Feiten en cijfers (eind mei 2022)

  • Het IMG heeft ruim 160.000 aanvragen tot vergoeding van fysieke schade binnengekregen en er ruim 140.000 afgehandeld.
  • Gemiddeld worden er 20 á 21 schades aangetroffen bij inspecties. Het maakt daarbij niet veel verschil of er in de kern van het bevingsgebied of aan de randen ervan (waar de trillingen relatief gering zijn) een schade-opname plaatsvindt.
  • Na inzet van en beoordeling door een onafhankelijke deskundige, wordt bij circa 90 procent van de aanvragen tot vergoeding besloten. In meerderheid worden daarbij niet alle schades als mijnbouwschade beoordeeld en vergoed. Bij circa 10 procent van de aanvragen wordt geen van de schades als mijnbouwschade beoordeeld.
  • Als een adviesrapport onderdeel is van de procedure (in geval van een keuze voor vaste vergoeding is er geen deskundigenadvies nodig), is er een zienswijze mogelijk. Circa 20 procent van de aanvragers dient een zienswijze in, doorgaans gericht op de schadeoorzaak en/of de schadebegroting.

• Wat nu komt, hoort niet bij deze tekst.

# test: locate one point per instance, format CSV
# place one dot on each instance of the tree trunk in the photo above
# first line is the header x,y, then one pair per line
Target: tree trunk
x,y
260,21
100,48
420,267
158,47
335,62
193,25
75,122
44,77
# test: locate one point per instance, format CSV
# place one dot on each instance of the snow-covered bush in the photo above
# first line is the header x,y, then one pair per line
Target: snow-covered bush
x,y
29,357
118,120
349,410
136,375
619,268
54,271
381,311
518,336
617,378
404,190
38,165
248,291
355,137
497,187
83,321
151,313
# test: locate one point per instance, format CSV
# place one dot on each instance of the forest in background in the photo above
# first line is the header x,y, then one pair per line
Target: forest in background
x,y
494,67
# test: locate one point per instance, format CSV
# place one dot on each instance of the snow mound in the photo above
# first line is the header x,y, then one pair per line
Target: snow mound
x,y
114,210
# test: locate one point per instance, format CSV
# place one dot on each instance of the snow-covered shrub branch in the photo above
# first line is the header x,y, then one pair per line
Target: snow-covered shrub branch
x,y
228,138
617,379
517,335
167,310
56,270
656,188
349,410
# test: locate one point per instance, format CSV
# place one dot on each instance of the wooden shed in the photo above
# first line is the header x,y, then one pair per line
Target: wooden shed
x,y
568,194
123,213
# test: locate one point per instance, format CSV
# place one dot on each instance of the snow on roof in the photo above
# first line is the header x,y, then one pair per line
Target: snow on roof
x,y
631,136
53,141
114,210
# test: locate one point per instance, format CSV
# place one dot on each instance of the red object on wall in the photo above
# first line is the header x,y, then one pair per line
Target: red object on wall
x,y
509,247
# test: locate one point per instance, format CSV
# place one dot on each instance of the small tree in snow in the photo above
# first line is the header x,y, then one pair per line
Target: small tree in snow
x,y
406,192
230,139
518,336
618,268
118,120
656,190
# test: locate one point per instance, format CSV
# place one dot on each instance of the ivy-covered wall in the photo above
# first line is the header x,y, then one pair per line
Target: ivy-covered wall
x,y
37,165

  • Na een besluit van het IMG, wordt bij circa 6 procent van de besluiten voor fysieke schade bezwaar gemaakt sinds de start in 2018. Na inhoudelijke behandeling van de bezwaren, volgt bij circa 40 procent ervan een voor de aanvrager gunstiger uitkomst.
  • Er zijn in totaal circa 350 beroepen bij de rechtbank Noord Nederland ingediend. Dat is dus een beroep bij 0,28 procent van alle besluiten.
  • Er is circa 28 keer hoger beroep ingesteld bij de Afdeling bestuursrechtspraak van de Raad van State. Er is daarbij vijf keer uitspraak gedaan door de Afdeling.